Even more gruesome complications await them down the road. "FGM results in so many health problems," Pareyio says, "particularly in labor, because the scarred vaginal tissue can't stretch as it normally would. So when giving birth in a Masai village, where there is no medical care, a woman is badly torn or has to be sliced open to deliver her child. After FGM, so many women die giving birth, but few here understand that one is linked to the other — just as they don't understand when girls die from shock, hemorrhage, or infection after being cut."

Nine years ago, Pareyio, who had been cut as a child herself, began campaigning against the practice, walking from village to village in an effort to educate her people. She carried a wooden carving she'd commissioned from a local carpenter of a life-size female pelvis, with six removable parts, to demonstrate the difference between a healthy woman's body and a mutilated one.

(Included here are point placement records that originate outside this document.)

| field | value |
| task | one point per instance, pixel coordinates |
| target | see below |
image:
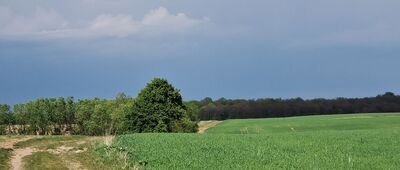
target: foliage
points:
(159, 108)
(4, 158)
(223, 109)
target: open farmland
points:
(353, 141)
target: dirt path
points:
(18, 154)
(204, 125)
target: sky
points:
(232, 49)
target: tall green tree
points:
(159, 108)
(6, 118)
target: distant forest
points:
(222, 109)
(125, 114)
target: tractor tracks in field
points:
(18, 154)
(205, 125)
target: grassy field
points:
(354, 141)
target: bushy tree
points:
(159, 108)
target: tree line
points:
(157, 108)
(222, 108)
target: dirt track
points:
(204, 125)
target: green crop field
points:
(353, 141)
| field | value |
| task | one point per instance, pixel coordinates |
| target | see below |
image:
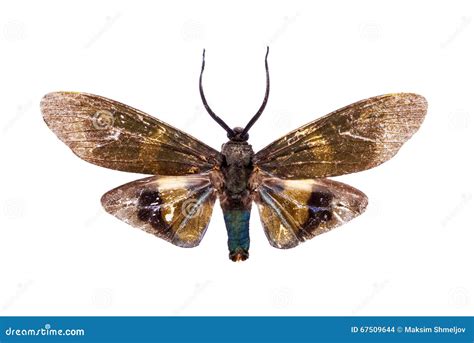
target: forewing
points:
(113, 135)
(293, 211)
(354, 138)
(175, 208)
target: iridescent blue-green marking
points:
(237, 225)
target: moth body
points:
(235, 196)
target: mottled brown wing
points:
(175, 208)
(354, 138)
(113, 135)
(293, 211)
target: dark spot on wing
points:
(319, 211)
(149, 210)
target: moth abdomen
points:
(237, 225)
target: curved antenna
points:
(219, 121)
(265, 99)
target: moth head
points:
(237, 134)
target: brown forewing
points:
(293, 211)
(113, 135)
(175, 208)
(354, 138)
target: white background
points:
(411, 253)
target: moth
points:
(287, 179)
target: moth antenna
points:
(265, 99)
(219, 121)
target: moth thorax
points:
(237, 153)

It was an audacious thing to do — and Pareyio started receiving death threats as a result. "The Masai thought I was crazy," she says. "Here, people never talked about anatomy and sex." Still, she persisted.

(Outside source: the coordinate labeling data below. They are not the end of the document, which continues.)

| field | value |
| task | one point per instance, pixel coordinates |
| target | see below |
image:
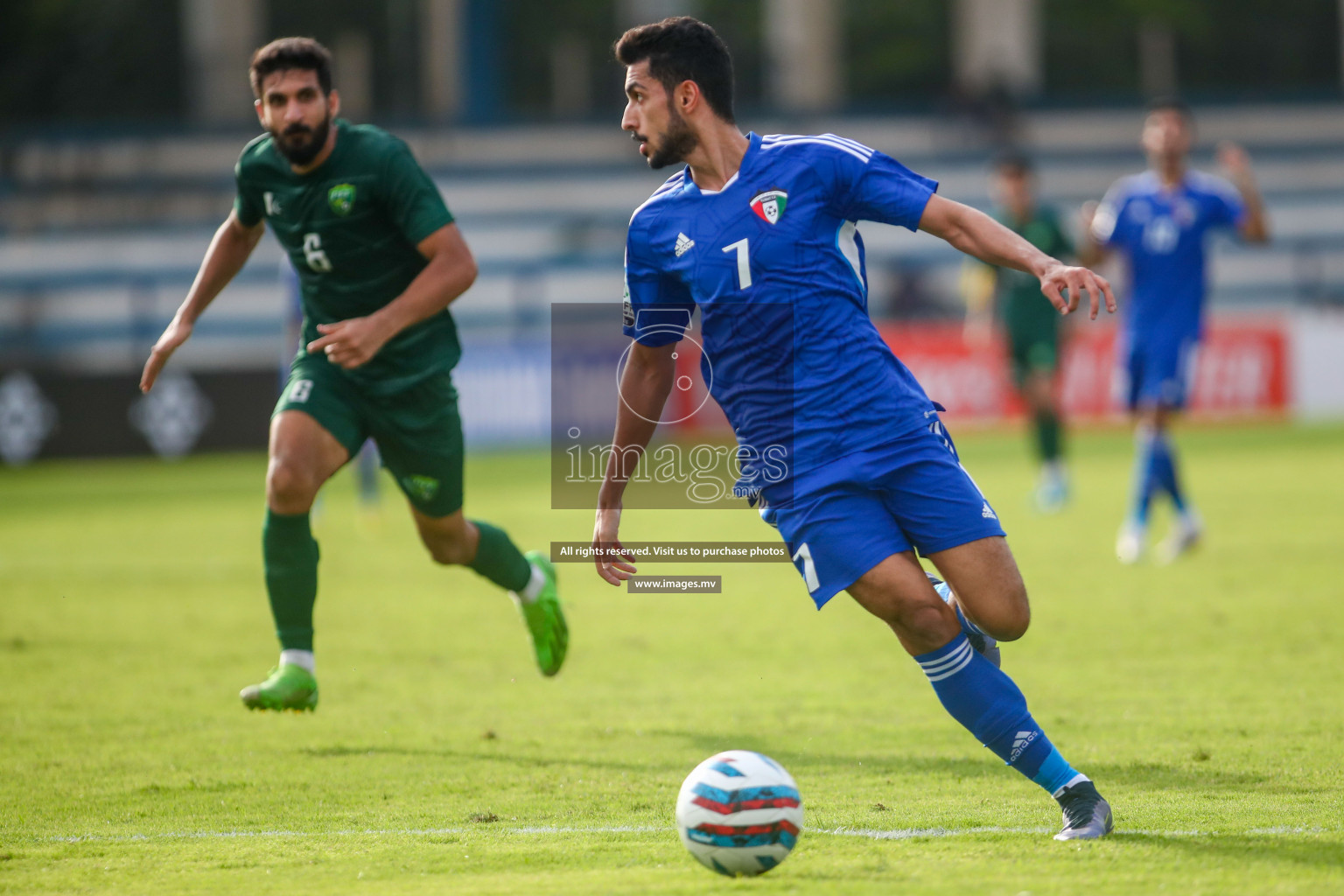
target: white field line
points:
(902, 833)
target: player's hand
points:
(1063, 285)
(606, 549)
(351, 343)
(178, 332)
(1234, 160)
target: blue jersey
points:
(1163, 234)
(776, 266)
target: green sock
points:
(290, 556)
(1048, 436)
(499, 560)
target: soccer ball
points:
(739, 813)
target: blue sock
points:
(992, 708)
(1145, 481)
(1164, 465)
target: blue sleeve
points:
(1226, 206)
(657, 308)
(872, 186)
(1108, 223)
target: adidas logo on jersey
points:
(1020, 743)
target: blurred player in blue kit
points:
(1160, 222)
(760, 234)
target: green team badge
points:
(423, 486)
(341, 198)
(770, 205)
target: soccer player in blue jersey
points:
(759, 233)
(1160, 222)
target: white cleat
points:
(1130, 543)
(1184, 537)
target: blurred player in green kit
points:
(379, 260)
(1032, 326)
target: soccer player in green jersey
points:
(1032, 326)
(379, 261)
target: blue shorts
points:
(855, 512)
(1158, 373)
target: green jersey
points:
(1027, 315)
(351, 228)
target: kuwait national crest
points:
(770, 205)
(341, 198)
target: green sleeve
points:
(410, 198)
(245, 203)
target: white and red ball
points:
(739, 813)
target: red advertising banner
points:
(1241, 368)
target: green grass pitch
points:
(1206, 699)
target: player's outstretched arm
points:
(449, 273)
(228, 251)
(646, 384)
(1236, 164)
(982, 236)
(1090, 253)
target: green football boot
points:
(288, 688)
(546, 620)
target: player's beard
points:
(300, 152)
(677, 143)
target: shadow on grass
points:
(483, 755)
(1312, 850)
(1152, 777)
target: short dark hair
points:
(1015, 161)
(1171, 103)
(292, 52)
(683, 49)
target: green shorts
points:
(1037, 355)
(418, 430)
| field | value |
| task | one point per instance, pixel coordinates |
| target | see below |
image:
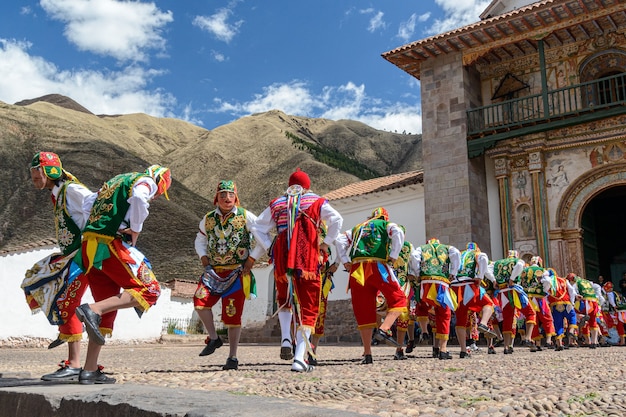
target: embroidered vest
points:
(370, 240)
(531, 281)
(585, 289)
(229, 240)
(68, 232)
(502, 270)
(435, 260)
(402, 262)
(468, 264)
(111, 205)
(560, 294)
(280, 213)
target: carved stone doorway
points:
(591, 231)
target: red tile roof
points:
(389, 182)
(29, 247)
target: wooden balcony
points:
(553, 109)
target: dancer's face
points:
(226, 201)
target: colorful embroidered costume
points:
(55, 284)
(537, 284)
(110, 262)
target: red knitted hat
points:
(301, 178)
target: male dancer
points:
(512, 298)
(562, 310)
(296, 216)
(436, 266)
(471, 296)
(368, 251)
(112, 263)
(223, 244)
(586, 298)
(71, 203)
(537, 283)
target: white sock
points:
(284, 318)
(302, 336)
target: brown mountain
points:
(258, 152)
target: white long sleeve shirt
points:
(202, 241)
(264, 225)
(78, 202)
(453, 254)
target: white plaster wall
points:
(18, 321)
(405, 207)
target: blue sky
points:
(212, 62)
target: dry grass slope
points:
(254, 151)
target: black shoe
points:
(211, 346)
(64, 373)
(92, 323)
(399, 356)
(486, 330)
(298, 366)
(55, 343)
(286, 352)
(435, 352)
(445, 355)
(231, 363)
(410, 346)
(94, 377)
(385, 336)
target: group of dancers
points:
(97, 234)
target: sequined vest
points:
(561, 295)
(503, 268)
(111, 205)
(228, 240)
(531, 281)
(370, 240)
(68, 232)
(586, 289)
(468, 264)
(280, 213)
(402, 269)
(435, 260)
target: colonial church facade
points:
(529, 102)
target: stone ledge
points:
(27, 398)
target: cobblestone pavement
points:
(572, 383)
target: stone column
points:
(455, 191)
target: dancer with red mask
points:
(112, 262)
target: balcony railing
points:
(542, 110)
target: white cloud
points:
(458, 13)
(376, 22)
(120, 29)
(348, 101)
(218, 56)
(406, 30)
(102, 92)
(217, 24)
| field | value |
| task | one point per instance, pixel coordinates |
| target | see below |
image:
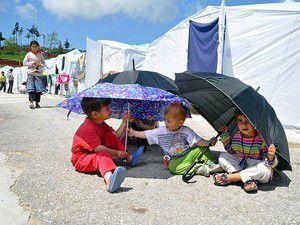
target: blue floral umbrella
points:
(146, 103)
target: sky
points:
(128, 21)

In 2000, she met Eve Ensler, writer of the watershed performance piece The Vagina Monologues and founder of V-Day, a nonprofit group that works to end violence against women; two years later, with the support of V-Day and the United Nations Population Fund, Pareyio opened her safe house.

As Pareyio's message spread, Masai girls began doing the unthinkable — defying their fathers and fleeing their homes. "It takes great courage on the part of a girl," says Pareyio. "She knows her father can banish her forever from all contact with her family, from the only life she has ever known. And family is so important here."